The firm reported gross earned premiums and fund management fees of Sh32.5 billion. This represents a significant growth of 12.8 per cent from Sh28.8 billion recorded in the previous financial year.
The regional businesses recorded a total gross earned premium of Sh8.1 billion which is a growth of 3.3 per cent from Sh7.9 billion recorded in the financial year 2020.
This is also an impressive 25.5 per cent contribution to the Group’s total gross earned premiums.
The Group’s investment income in the year was Sh10.9 billion, representing a 15.7 per cent growth compared to Sh9.4 billion recorded in the previous financial year.

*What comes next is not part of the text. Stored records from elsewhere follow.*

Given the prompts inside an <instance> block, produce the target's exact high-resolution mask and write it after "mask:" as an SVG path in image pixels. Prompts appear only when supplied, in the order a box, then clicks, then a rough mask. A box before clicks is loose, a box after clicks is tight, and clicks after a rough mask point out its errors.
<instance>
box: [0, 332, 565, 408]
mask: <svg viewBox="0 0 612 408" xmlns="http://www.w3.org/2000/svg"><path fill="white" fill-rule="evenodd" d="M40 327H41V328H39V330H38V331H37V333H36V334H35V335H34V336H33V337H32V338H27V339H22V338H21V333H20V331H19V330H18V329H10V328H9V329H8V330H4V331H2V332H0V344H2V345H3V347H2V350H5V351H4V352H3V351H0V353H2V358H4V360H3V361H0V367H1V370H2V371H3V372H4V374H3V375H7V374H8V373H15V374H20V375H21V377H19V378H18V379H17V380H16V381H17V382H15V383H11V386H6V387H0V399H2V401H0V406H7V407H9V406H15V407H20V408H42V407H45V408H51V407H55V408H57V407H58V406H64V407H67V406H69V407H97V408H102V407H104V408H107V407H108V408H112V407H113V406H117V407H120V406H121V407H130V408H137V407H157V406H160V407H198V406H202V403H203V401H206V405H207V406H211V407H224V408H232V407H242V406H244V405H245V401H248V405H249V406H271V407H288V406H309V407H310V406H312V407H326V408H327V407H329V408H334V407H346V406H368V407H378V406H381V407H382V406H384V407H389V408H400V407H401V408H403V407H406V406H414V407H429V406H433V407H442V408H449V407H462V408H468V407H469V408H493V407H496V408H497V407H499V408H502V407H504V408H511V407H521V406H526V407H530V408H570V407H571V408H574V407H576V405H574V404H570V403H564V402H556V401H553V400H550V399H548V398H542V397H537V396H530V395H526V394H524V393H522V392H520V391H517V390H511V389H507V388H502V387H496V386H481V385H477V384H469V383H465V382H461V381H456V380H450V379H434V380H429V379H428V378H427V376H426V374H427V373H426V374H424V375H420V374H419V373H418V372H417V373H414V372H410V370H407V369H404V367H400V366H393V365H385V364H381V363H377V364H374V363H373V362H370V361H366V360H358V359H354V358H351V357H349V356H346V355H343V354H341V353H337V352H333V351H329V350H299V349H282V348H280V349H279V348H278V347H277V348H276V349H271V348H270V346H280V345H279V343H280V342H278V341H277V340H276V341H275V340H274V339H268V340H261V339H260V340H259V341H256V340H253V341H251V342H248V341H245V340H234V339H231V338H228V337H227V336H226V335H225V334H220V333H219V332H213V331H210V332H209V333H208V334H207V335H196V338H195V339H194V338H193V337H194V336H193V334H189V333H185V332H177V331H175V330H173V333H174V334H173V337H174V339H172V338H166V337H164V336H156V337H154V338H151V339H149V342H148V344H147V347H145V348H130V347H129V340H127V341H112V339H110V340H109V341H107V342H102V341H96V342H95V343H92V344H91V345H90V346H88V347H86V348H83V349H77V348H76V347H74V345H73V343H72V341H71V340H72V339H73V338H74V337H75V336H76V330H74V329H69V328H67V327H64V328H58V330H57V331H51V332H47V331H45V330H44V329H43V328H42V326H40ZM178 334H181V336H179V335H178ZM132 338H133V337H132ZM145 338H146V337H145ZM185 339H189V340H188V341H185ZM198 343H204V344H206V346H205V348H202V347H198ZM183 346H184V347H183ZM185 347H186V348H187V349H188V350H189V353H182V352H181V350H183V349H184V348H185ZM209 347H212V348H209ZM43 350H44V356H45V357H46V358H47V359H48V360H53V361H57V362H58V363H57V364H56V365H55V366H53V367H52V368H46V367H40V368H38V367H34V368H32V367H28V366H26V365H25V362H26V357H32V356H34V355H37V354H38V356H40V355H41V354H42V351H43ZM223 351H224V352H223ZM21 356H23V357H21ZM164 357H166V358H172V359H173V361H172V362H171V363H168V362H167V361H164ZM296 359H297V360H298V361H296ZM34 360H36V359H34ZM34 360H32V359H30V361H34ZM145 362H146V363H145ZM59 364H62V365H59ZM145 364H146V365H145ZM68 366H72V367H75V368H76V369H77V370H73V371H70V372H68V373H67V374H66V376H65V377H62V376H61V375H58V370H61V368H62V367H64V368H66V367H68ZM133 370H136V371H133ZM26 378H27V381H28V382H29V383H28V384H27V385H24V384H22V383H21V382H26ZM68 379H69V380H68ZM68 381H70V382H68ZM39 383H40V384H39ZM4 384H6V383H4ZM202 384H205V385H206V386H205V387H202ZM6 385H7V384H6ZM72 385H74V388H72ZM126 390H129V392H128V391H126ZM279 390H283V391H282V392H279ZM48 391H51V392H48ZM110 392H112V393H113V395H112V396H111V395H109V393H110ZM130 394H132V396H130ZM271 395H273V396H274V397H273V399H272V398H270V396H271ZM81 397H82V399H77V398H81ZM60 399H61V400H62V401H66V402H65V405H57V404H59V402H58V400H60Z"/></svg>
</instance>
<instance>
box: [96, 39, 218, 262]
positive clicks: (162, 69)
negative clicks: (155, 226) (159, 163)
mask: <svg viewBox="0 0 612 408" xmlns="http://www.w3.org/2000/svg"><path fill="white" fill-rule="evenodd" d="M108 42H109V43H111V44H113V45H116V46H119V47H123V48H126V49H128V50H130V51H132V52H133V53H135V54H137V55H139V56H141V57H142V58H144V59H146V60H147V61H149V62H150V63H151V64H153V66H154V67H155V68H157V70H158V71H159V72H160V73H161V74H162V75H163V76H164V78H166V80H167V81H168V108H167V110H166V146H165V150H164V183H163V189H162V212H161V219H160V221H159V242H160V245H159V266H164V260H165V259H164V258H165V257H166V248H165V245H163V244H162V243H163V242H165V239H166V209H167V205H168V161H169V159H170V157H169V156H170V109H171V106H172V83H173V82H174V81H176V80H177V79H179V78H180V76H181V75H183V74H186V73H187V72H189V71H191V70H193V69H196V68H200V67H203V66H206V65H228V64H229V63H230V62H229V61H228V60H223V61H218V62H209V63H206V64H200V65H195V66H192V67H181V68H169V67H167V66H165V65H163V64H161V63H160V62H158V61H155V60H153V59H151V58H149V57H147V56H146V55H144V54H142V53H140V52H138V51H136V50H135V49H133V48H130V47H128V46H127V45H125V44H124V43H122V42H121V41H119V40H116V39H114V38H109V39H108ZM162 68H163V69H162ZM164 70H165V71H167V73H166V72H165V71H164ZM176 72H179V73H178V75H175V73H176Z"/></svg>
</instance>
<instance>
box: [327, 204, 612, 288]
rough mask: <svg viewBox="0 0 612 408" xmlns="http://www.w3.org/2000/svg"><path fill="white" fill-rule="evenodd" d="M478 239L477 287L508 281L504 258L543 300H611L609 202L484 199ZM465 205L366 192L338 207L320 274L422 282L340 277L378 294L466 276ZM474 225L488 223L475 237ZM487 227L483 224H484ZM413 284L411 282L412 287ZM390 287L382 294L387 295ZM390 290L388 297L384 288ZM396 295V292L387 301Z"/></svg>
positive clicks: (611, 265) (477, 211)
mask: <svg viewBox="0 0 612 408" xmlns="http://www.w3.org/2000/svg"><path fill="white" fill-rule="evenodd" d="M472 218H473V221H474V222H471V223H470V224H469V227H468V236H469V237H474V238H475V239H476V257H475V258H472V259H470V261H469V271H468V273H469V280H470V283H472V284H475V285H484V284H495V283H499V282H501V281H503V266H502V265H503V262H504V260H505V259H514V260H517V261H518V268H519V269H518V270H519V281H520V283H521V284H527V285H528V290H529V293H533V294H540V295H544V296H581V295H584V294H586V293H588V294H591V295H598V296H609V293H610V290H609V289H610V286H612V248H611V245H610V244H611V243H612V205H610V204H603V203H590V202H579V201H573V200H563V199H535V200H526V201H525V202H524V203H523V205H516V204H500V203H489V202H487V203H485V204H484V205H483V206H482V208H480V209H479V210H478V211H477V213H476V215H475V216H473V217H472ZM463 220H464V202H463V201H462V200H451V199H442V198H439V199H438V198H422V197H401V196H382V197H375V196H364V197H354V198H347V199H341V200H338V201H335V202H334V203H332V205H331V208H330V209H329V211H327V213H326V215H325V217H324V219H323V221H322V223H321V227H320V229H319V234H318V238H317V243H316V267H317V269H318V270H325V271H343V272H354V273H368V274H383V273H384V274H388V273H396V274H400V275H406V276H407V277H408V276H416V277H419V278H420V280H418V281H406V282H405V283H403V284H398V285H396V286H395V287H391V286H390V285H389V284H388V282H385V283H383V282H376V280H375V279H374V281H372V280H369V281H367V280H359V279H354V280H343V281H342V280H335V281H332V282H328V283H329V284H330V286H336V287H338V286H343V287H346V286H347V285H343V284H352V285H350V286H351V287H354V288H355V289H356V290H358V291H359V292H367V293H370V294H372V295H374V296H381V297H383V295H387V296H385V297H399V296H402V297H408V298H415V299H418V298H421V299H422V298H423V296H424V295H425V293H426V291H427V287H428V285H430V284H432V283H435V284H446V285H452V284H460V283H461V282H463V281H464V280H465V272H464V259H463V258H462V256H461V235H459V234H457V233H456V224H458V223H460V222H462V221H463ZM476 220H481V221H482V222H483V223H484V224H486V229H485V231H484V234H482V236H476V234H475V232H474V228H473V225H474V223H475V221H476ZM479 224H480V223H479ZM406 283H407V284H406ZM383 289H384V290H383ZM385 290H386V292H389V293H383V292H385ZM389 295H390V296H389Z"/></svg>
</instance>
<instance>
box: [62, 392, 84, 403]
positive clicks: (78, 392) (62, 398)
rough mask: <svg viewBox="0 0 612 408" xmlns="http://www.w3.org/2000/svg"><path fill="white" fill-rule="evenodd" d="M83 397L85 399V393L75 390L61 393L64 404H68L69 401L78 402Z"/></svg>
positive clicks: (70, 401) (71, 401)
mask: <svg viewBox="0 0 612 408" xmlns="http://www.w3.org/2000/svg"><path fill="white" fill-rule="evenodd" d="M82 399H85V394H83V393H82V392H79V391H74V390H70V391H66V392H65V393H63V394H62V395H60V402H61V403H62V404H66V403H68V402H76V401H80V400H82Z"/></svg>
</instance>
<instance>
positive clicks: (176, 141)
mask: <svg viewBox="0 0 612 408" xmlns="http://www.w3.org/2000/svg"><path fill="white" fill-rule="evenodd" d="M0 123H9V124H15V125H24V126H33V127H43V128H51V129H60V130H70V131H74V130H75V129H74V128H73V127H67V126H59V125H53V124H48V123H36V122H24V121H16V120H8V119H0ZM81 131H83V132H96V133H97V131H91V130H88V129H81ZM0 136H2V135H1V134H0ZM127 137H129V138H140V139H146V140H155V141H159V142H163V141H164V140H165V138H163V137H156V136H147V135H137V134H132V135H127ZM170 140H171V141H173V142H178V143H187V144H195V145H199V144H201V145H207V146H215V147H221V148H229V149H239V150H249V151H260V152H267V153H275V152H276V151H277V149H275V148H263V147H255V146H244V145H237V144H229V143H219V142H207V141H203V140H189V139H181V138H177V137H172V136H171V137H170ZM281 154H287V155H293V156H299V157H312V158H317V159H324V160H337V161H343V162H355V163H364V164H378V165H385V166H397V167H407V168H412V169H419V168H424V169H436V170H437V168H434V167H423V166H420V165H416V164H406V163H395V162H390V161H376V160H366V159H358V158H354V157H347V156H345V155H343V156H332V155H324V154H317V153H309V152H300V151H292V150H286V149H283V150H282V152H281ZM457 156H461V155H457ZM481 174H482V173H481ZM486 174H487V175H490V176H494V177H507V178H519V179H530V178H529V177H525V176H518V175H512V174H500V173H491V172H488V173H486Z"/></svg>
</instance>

The growth in investment income was driven mainly by the continuing shift of the Group’s investment strategy that has seen it continue to pursue a re-allocation of its investments portfolio to grow yields.
Commenting on the financial results, Britam’s Group chairman Kuria Muchiru said last year was a turning point for the firm, following the commencement of a new five-year strategy set to transform it, into a more customer-centric organisation.
"The new transformative strategy hinges on four critical initiatives including, organising the business around the customer; leveraging on technology; turning around key cost drivers and optimising the profile,'' Kuria said.
He added that the firm will continue with prudent cost management initiatives and maintain a stable solvency position.
Kuria said the insurer is already leveraging on strategic partnerships to drive scale, grow its customer base and increase access to insurance services.
Some of the firms it has partnered with are Cellulant, Koa, and Bismart in the Kenyan market. Regionally, it has partnered with Vodacom in Tanzania and MTN in Uganda.